Of course I have no problem using one or more existing hashes.

My first thought was:

$h'(x) := h(a_1 \parallel x) \parallel h(a_2 \parallel x) \parallel h(a_3 \parallel x) \parallel \dots$

where $a_n$ are known prefixes. But I don't know how good it is. If $h$ is md4, how hard is it to find a second preimage to $h'$?

Other ideas?

Patriot
  • 3,162
  • 3
  • 20
  • 66
ashidc
  • 43
  • 3

2 Answers2

3

As mentioned in the comments, an existing 512 bit hash is quite likely to be sufficient.

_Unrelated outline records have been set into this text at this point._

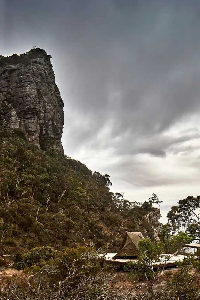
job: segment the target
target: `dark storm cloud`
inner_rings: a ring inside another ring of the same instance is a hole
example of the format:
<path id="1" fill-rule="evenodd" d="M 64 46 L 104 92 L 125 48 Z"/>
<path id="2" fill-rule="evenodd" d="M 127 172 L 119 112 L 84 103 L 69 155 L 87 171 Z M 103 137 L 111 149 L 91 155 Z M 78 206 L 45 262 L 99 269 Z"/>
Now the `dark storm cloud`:
<path id="1" fill-rule="evenodd" d="M 180 153 L 193 165 L 190 156 L 199 149 L 192 118 L 200 112 L 199 1 L 3 2 L 2 54 L 35 44 L 52 56 L 66 154 L 93 169 L 99 155 L 103 172 L 115 180 L 118 170 L 134 186 L 188 180 L 180 158 L 174 176 L 172 169 L 161 175 L 152 169 L 158 159 L 166 170 L 175 163 L 170 155 Z M 179 122 L 186 128 L 169 133 Z"/>

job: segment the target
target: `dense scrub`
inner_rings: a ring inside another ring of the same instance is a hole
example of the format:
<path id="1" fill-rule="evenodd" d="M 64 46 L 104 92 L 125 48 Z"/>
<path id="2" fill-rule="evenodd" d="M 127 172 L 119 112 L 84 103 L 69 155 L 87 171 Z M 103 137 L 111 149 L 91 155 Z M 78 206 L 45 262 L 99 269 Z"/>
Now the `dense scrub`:
<path id="1" fill-rule="evenodd" d="M 0 131 L 2 254 L 38 246 L 118 249 L 126 230 L 152 236 L 144 216 L 156 209 L 111 192 L 109 176 L 61 154 L 28 142 L 24 133 Z M 110 244 L 110 243 L 111 243 Z"/>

However, if you are truly paranoid (and want to protect yourself against potential cryptographical breakthroughs), the obvious thing to do is rely on several cryptographically distinct hash functions concatinated together. For example:

$$H(x) = SHA2\text{-} 512(x) | SHA3\text{-}512(x) | Whirlpool(x)$$

By concatinating them together, we ensure that any second-preimage attack would have to be a second-preimage attack on all three; all three are (to the best of our knowledge) individually secure (actually, overkill). And, the internals of the three are sufficiently different that it appears quite unlikely that a cryptographical attack on one would apply to the other two.

poncho
  • 154,064
  • 12
  • 239
  • 382
-1

Err, 50 years?

You can't. You're predicting the future. These are also predictions of the future. I truly believe that the flame throwing snow ploughs are right around the corner.

Total future proof security does exists as a concept. One time pads and secret sharing are informationally secure, which means for all time. That's why we still use one time pads for diplomatic messages. Consider this polynomial hash then. But given the earlier link, how do we convince anyone that a security metric of $2^{-32}$ or even $2^{512}$ can't be overcome. I didn't say brute forced, I said overcome. Re-linearisation, the Algomorov technique, parallel quantum computing, mathematical advances and flame throwers demonstrate that we can't see more than a few years into the future. Cough, cough I feel really hot...

Remember:-

"I think there is a world market for about five computers."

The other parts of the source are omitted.